Rewatching Marie Kondo
Most of the time I’ve been listening to music while I work. Blue Note jazz, synthwave, 1960s soul, 1970s funk, all upbeat and energetic. Occasionally I want to hear some human voices speaking, though, just as background noise. Movies and scripted TV shows are too distracting. Musical cues, changing volume, it’s hard to process. So I’ve been streaming the most innocuous reality shows I can find on Netflix. Which led to me putting on Marie Kondo’s show, which I had watched through when it first came out.
I’m not going to editorialize about Kondo. If her methods work for you, great. If you find her a little weird, hey, you’re entitled to your opinion. What caught my eye this time around were the people she was trying to help. I’ve noticed this on a lot of reality makeover-type shows before: people clearly don’t want to change.
They’re resistant to the advice being offered, even when it’s objectively good and is the obvious solution to their problem. There’s not mistaking that a lot of compliance is performative; they’re going along to be on television, and get whatever appearance fee or other perks they’ve been promised. Most of them likely when right back to their old ways as soon as the cameras stopped rolling.
Becoming minimalist, or tidying up, or whatever you want to call it, is like any other change. It has to come from within. You need to acknowledge the problem, and sincerely want to embrace the solution. Otherwise you’re just finding a new way to waste time and money.
While I’ve been not-blogging I’ve also, sadly, been not-writing. As much as I wished I were sequestered away making word count, so far 2021 has been all about business. I rewrote my business plan (something every small business should do periodically) to refocus my goals and identify new opportunities. Then I rewrote Katie’s business plan, with her input of course, to help her figure out where to best spent her time and resources. I did a little consulting with some colleagues, people I trust and who know what they’re doing. We bounce ideas off each other, which is always beneficial to solopreneurs.
It’s like going on a road trip. As much as you want to be on the road, you can’t always hop in the car and start driving. Having a map, knowing how much you have to spend, and packing some supplies will make the experience a lot more enjoyable.
Social Media and Peace of Mind
Being offline for huge swaths of time, as well as spending some quality time immersed in the audio, visual, and written works of Hank Green, has given me some new perspectives on social media. I’ve needed to take a step back and look at these platforms as tools. They’re like cars. A lot of people rely on them for work, for their social lives, or as feats of artistry and engineering. There are some innate problems with cars (fossil fuels and emissions, for a start) but they’re not intrinsically good or evil.

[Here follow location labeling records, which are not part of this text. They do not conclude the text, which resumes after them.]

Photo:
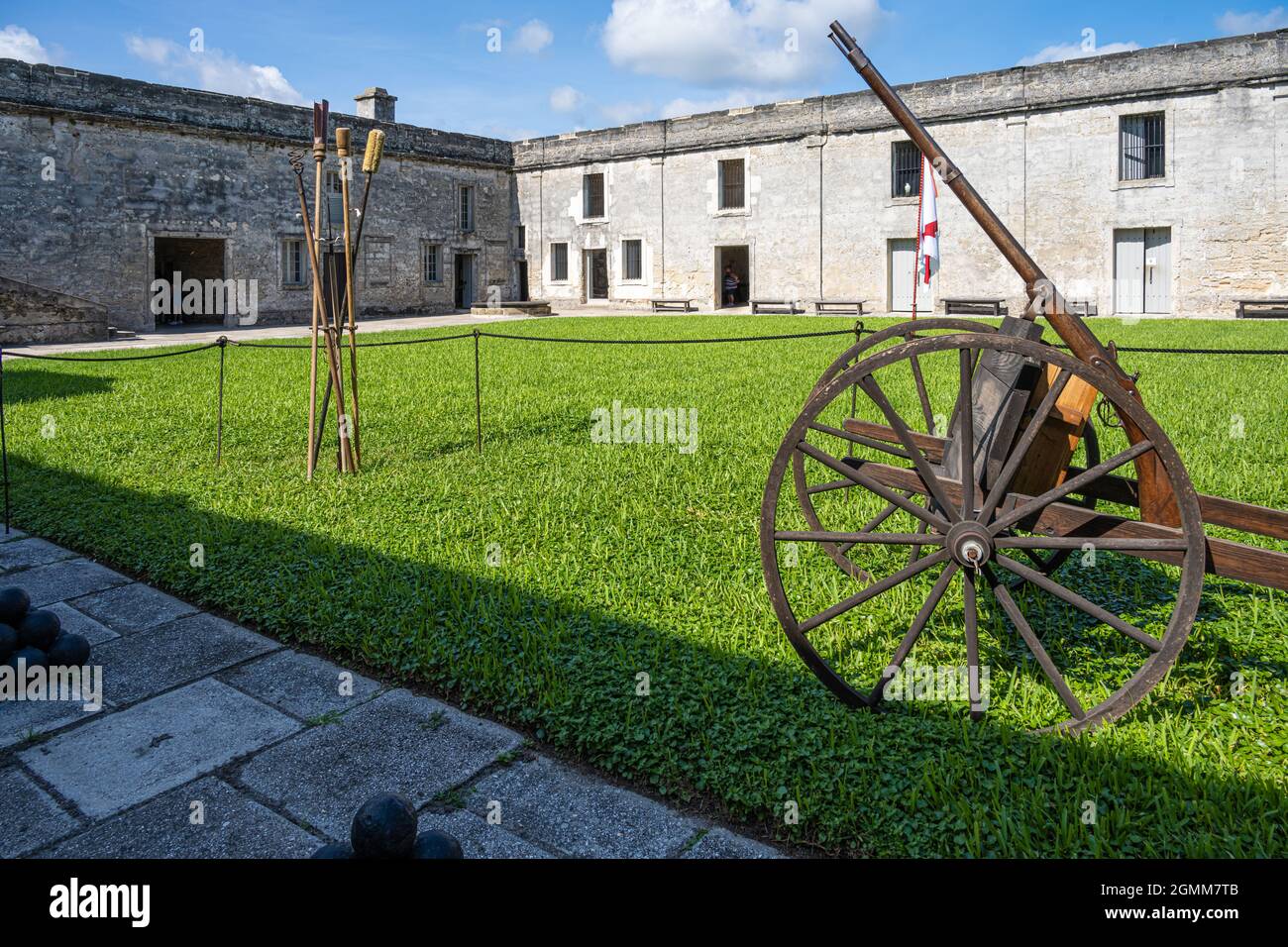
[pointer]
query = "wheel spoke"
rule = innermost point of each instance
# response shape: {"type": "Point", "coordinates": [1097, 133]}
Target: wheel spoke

There are some foundational and enforceable rules with cars, though. You aren’t allowed to drive on the sidewalk, for instance. Generally you can’t do things that could result in people getting hurt. I’m old enough to remember the outrage when states began requiring automobile insurance. When I was a kid there were no airbags, and seatbelts were neither standard nor mandatory to wear. People felt these safety measures were an infringement of their rights.
At some point we’ll see the benefit of having rules and go along with them. You don’t hear a lot of rants about having to wear a seat belt these days. Lack of insurance compliance is mostly an economic issue, not a protest against the concept. Social media will settle down eventually, and we’ll see decent behavior and deplatforming as social norms.
Until then, I kind of expect that “free speech” advocates on social media will look a lot like second amendment rights advocates in terms of intensity.